Operating System - HP-UX
1847499 Members
5553 Online
110265 Solutions
New Discussion

Keep losing device path of SAN tape drives

 
SOLVED
Go to solution
Coolmar
Esteemed Contributor

Keep losing device path of SAN tape drives

Our IBM tape drives are attached to our SAN. We run TSM backups as well as LAN-Free backups. The problem that we are having is that after any power outtage or SAN issues, the tape device paths change. Then we have to go through a very involved process to set the device paths back and it usually involves the server being rebooted after hours. Does anyone have any idea why this would keep happening or what we can do to fix it?
26 REPLIES 26
Coolmar
Esteemed Contributor

Re: Keep losing device path of SAN tape drives

The san folks are suggesting we setup "persistant bindings" for the HBA - I am not sure that will fix our problem because it is not just the HPs that are having the problem...all the servers are. Anyway, we still should test it. Does anyone know how to setup persistant bindings?
Steven E. Protter
Exalted Contributor

Re: Keep losing device path of SAN tape drives

Shalom,

Its probably happening due to instability of the SAN, perhaps LIP storms and other kinds of fabric network congestion.

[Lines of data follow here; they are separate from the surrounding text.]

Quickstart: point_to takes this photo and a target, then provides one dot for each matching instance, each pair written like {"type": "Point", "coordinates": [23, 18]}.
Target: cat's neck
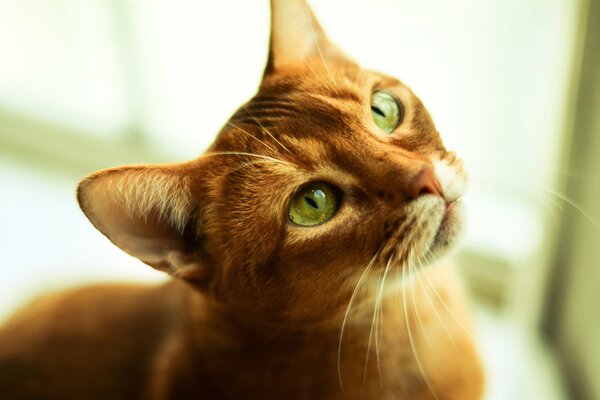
{"type": "Point", "coordinates": [376, 345]}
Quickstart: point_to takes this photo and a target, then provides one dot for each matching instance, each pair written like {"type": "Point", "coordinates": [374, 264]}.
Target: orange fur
{"type": "Point", "coordinates": [355, 308]}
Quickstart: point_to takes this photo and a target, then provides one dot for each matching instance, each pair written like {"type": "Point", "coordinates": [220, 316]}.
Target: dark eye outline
{"type": "Point", "coordinates": [377, 110]}
{"type": "Point", "coordinates": [334, 189]}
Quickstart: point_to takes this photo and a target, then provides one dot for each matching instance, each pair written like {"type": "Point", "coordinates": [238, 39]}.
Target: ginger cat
{"type": "Point", "coordinates": [303, 246]}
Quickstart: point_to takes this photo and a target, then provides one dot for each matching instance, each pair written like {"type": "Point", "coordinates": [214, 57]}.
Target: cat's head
{"type": "Point", "coordinates": [329, 170]}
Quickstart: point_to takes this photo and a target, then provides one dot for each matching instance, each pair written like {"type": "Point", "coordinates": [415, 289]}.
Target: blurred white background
{"type": "Point", "coordinates": [90, 84]}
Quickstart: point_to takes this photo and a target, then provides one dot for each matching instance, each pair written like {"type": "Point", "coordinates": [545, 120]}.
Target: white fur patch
{"type": "Point", "coordinates": [148, 191]}
{"type": "Point", "coordinates": [452, 179]}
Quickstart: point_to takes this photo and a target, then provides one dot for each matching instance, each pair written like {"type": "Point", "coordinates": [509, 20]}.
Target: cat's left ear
{"type": "Point", "coordinates": [148, 212]}
{"type": "Point", "coordinates": [297, 37]}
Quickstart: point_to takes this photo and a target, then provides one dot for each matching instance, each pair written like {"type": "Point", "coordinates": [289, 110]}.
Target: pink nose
{"type": "Point", "coordinates": [424, 182]}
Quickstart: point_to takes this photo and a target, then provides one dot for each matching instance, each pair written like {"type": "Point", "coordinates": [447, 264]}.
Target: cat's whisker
{"type": "Point", "coordinates": [409, 332]}
{"type": "Point", "coordinates": [321, 78]}
{"type": "Point", "coordinates": [426, 294]}
{"type": "Point", "coordinates": [318, 47]}
{"type": "Point", "coordinates": [268, 132]}
{"type": "Point", "coordinates": [379, 313]}
{"type": "Point", "coordinates": [252, 136]}
{"type": "Point", "coordinates": [412, 271]}
{"type": "Point", "coordinates": [446, 307]}
{"type": "Point", "coordinates": [347, 313]}
{"type": "Point", "coordinates": [371, 331]}
{"type": "Point", "coordinates": [247, 164]}
{"type": "Point", "coordinates": [242, 153]}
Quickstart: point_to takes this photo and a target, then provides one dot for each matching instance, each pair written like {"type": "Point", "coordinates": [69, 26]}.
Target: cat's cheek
{"type": "Point", "coordinates": [450, 229]}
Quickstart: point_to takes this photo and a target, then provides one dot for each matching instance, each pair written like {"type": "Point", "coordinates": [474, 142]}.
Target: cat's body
{"type": "Point", "coordinates": [167, 342]}
{"type": "Point", "coordinates": [301, 237]}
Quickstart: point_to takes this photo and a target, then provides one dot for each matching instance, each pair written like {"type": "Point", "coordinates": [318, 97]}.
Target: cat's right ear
{"type": "Point", "coordinates": [149, 212]}
{"type": "Point", "coordinates": [297, 37]}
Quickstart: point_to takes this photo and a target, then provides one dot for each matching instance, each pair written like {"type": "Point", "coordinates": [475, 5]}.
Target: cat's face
{"type": "Point", "coordinates": [328, 170]}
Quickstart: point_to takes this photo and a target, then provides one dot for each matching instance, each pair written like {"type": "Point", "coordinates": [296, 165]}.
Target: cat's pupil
{"type": "Point", "coordinates": [377, 111]}
{"type": "Point", "coordinates": [311, 202]}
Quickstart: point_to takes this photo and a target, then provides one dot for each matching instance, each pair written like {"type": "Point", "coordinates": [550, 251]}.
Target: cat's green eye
{"type": "Point", "coordinates": [386, 110]}
{"type": "Point", "coordinates": [313, 204]}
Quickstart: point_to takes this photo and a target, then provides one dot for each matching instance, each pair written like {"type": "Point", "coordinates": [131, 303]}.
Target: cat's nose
{"type": "Point", "coordinates": [424, 182]}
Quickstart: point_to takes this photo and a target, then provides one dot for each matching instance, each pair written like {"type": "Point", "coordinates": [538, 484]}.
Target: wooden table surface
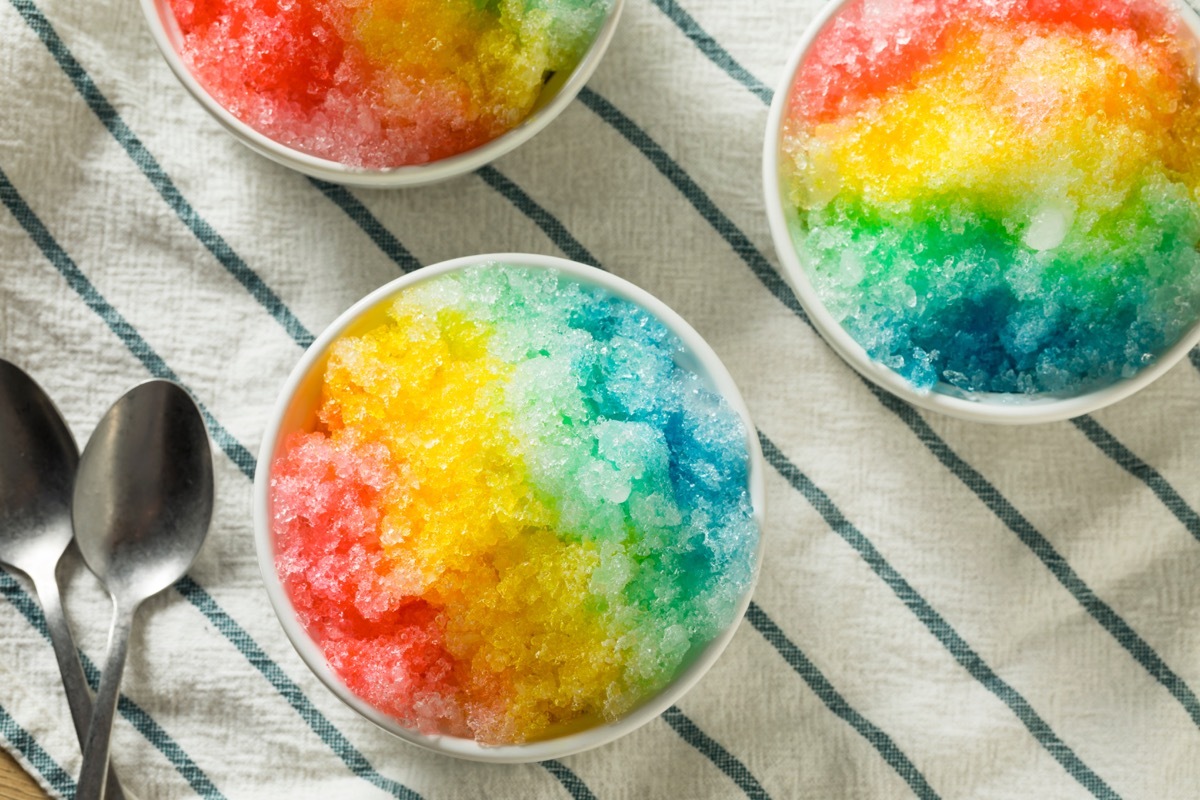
{"type": "Point", "coordinates": [15, 783]}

You might want to look at the SAN and analyze it.

It could also be due to SCSI device conflicts, driver issues on the Fiber cards, bad fiber cards or an intermittant problem on the tape hardware.

SEP
Steven E Protter
Owner of ISN Corporation
http://isnamerica.com
http://hpuxconsulting.com
Sponsor: http://hpux.ws
Twitter: http://twitter.com/hpuxlinux
Founder http://newdatacloud.com
Coolmar
Esteemed Contributor

Re: Keep losing device path of SAN tape drives

Unfortunately we have "san people" who are the only ones allowed to look at the SAN. I doubt there is a FC card problem as this happens on each and every server each time the SAN is rebooted.
Solution

Re: Keep losing device path of SAN tape drives

Sally,

There's no such thing as 'persistent binding' for HP-UX - you only get this on windows and other OS's that track FC devices by WWN.

HP-UX tracks FC devices by domain and FCID. If the FCID of the device changes, or the domain the device is plugged into changes then the device path will change.

Domains and FCIDs are the responsibility of your SAN team - push the issue back to them...

For example - if the FC switches are Cisco, it's possible for FCIDs to be non-persistent across switch reboots - also some FC/SCSI muxes used in tape libraries can choose a different FCID every time they are restarted.

HTH

Duncan

I am an HPE Employee
Accept or Kudo
TwoProc
Honored Contributor

Re: Keep losing device path of SAN tape drives

It could be that when you're having SAN problems someone is rebooting/fooling with the tape robots incorrectly. We used to get this same behavior when an admin would reboot the tape library incorrectly after a SAN episode. This was due to the fact that the fiber interface controllers (blade runner, etc) were left "up" while the tape drives were put off line (while shutting down). Or, it also occurrs when the library was brought back up and not waiting for the drives to come fully up before turning on the fiber interface controllers (blade runner or fiber to scsi interface cards, boxes, etc). This usually made the interface controller start reassigning luns to things.

When rebooting the library - trying turning on the tape drives first, and letting them spin up and check themselves out fully before turning on all of the brainier parts of system - if you can.

To prevent this from occuring again we've taken the following steps:

Go to the tape library and document what drive assignments are made to what virtual devices (LUNS if you will) and print that out and tape it to the inside or outside of the library. Be familiar with how to make changes to this and be able to quickly put them back.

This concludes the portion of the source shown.